This is a memo on how to use deap. Here, the memo is described using deap \ examples \ onemax_numpy.py as an example.
deap https://deap.readthedocs.io/en/master/
deap github https://github.com/DEAP/deap
OneMax? This is a problem that maximizes the sum of a sequence of 0s and 1s, such as [1, 1, 1, 1, 0, 0, 0, 1, 1, 0]. ⇒ The solution to be obtained is [1, 1, 1, 1, 1, 1, 1, 1, 1, 1].
In the code below, the problem is a sequence of length 100.
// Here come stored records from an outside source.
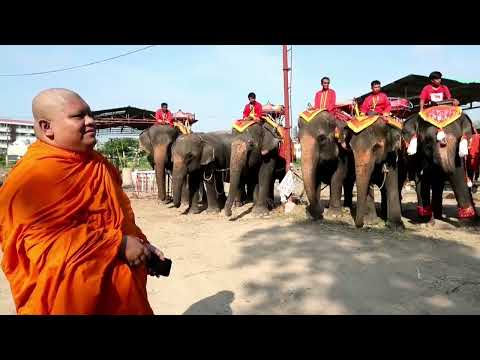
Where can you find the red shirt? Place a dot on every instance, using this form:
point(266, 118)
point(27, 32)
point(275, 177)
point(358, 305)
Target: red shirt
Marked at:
point(429, 93)
point(257, 107)
point(325, 99)
point(378, 103)
point(164, 117)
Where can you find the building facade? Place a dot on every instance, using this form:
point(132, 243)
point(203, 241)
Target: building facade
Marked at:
point(15, 131)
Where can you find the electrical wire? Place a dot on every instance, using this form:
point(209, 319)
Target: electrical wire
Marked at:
point(78, 66)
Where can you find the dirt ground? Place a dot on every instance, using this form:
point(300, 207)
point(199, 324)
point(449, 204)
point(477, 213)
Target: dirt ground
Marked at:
point(287, 264)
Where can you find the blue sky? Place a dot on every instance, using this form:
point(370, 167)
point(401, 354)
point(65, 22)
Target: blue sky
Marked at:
point(213, 81)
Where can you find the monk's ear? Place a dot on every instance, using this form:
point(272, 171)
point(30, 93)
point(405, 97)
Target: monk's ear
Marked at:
point(45, 127)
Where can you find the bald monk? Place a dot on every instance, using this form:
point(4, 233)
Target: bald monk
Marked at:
point(67, 231)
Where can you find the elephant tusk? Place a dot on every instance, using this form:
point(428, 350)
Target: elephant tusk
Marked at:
point(412, 147)
point(463, 148)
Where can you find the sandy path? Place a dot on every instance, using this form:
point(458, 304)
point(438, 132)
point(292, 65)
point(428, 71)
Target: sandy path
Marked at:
point(289, 265)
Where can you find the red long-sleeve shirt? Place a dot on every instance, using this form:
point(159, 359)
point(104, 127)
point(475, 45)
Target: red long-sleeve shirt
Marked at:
point(378, 103)
point(257, 107)
point(162, 117)
point(429, 93)
point(325, 99)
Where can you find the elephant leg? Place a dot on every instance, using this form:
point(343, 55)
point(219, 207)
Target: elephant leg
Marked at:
point(394, 212)
point(213, 205)
point(309, 171)
point(194, 183)
point(424, 208)
point(336, 182)
point(383, 204)
point(462, 194)
point(251, 185)
point(371, 216)
point(264, 180)
point(437, 197)
point(185, 194)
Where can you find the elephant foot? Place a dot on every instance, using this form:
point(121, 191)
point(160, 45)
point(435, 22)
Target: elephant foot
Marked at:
point(260, 211)
point(372, 219)
point(315, 212)
point(335, 212)
point(212, 211)
point(195, 210)
point(396, 225)
point(165, 201)
point(270, 204)
point(238, 203)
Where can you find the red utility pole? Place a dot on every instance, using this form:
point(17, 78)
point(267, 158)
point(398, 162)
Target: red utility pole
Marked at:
point(286, 96)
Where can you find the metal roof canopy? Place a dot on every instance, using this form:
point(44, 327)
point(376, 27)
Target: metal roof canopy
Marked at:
point(411, 86)
point(133, 117)
point(129, 116)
Paste the code with notes.
my_onemax_numpy.py
import random
import numpy
from deap import algorithms
from deap import base
from deap import creator
from deap import tools
# parameter
n_gene = 100 #Number of genes per individual
n_individuals = 300 #Number of individuals per generation
n_generations = 1000 #Number of generations
p_cxpb = 0.5 #Crossover rate (number of crossing individuals)
p_mutpb = 0.2 #Mutation rate (number of individuals to mutate)
p_mutate = 0.05 #Mutation probability (gene mutation rate)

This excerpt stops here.